Given the large number of participants with adenomas, we had the opportunity to examine different subtypes of adenomas. Red meat, processed meats, HCAs, and benzo(a)pyrene were all associated with an increased risk for descending and sigmoid colon adenoma but not rectal adenoma. The lack of association with rectal neoplasia has previously been reported. Wei et al. (29) found that intake of beef, pork, or lamb as a main dish and processed meat was only associated with colon but not rectal cancer risk, thus supporting the notion that the etiology of these two subsites may differ. Location-specific differentials in adenoma risk may reflect differences in local bowel milieu, including fecal water content and gut flora. However, the difference in colon versus rectum may be due to chance alone as we carried out multiple numbers of comparisons in the analyses.
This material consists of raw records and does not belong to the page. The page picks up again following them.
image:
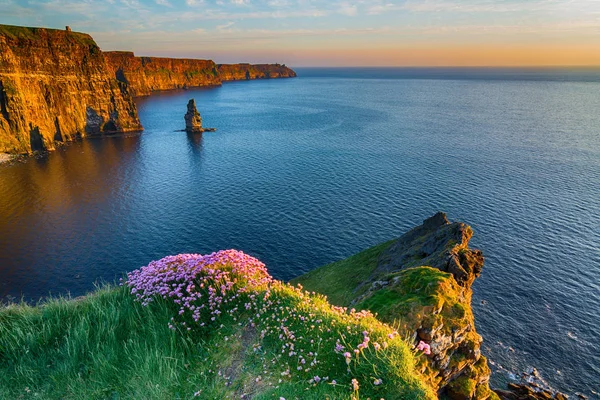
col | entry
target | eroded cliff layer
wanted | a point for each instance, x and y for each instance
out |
(145, 75)
(420, 282)
(240, 72)
(55, 86)
(58, 85)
Our data suggest stronger associations between red meat intake and meat-related mutagens with single and nonadvanced adenoma. However, this finding is not totally consistent given that we also found a positive association between red meat with known doneness level and advanced adenoma. This study was able to analyze meat and meat-related mutagens in very specific individual analyses; therefore, consideration must be given to the possibility that some of the findings may have arisen due to chance as a result of multiple comparisons.
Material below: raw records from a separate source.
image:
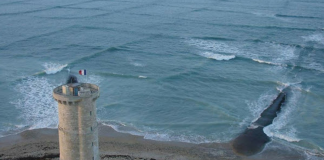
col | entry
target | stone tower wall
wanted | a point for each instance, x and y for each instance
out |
(78, 127)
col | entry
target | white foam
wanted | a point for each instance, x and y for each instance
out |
(289, 136)
(318, 38)
(256, 107)
(214, 46)
(142, 77)
(266, 62)
(52, 68)
(36, 105)
(165, 135)
(218, 57)
(136, 64)
(94, 79)
(281, 127)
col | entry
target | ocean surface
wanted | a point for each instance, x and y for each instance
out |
(197, 71)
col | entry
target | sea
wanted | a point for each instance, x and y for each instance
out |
(196, 71)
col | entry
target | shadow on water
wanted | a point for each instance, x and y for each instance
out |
(253, 139)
Conducting this detailed analysis on meat and meat cooking methods in the PLCO trial enabled us to study subjects who had undergone a standardized screening program. This cohort contained a very large number of well-characterized colorectal adenoma cases, providing us with sufficient power to investigate the role of meat and meat mutagens as risk factors for colorectal adenoma in relation to various end points, including adenoma location and number. Importantly, this study included detailed questions on meat and meat cooking methods in the dietary questionnaire for comprehensive assessment of meat cooking patterns, which were linked to a specific database of meat-related mutagens. Despite these dietary assessment methods for meat and HCAs being the most comprehensive methods available, it is still likely that there is a degree of measurement error associated with them. This measurement error can lead to attenuated risk estimates; therefore, the actual risks may be higher.
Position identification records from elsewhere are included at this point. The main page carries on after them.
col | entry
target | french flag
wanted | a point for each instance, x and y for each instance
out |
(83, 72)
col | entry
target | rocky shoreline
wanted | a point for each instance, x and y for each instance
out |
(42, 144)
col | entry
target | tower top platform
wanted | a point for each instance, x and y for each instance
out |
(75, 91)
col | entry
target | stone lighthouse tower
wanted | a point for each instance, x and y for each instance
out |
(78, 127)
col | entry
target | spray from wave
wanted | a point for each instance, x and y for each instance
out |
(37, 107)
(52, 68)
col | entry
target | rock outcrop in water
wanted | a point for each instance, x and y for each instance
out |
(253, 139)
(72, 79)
This study was of cross-sectional design, which could have resulted in dietary recall bias, although most participants (89%) filled out the food frequency questionnaire before or on the same day of sigmoidoscopy screening, thus before diagnosis. This potential bias was investigated and no appreciable differences were noted in risk estimates for meat intake among participants who completed the dietary exam before, on the day of, or subsequent to the day of the sigmoidoscopy screening exam, suggesting that the time when the questionnaire was filled out did not affect the meat adenoma associations.
In conclusion, we found an increased risk for colorectal adenoma associated with well-done red meat, bacon, and sausage and meat-related mutagens in one of the largest studies of meat and meat cooking methods conducted to date. We found differential effect by the characteristics of the adenomas. A higher intake of well-done red meat, bacon and sausage, MeIQx, PhIP, and benzo(a)pyrene were associated with an increased risk of adenoma of the colon, nonadvanced adenoma, and single adenomas.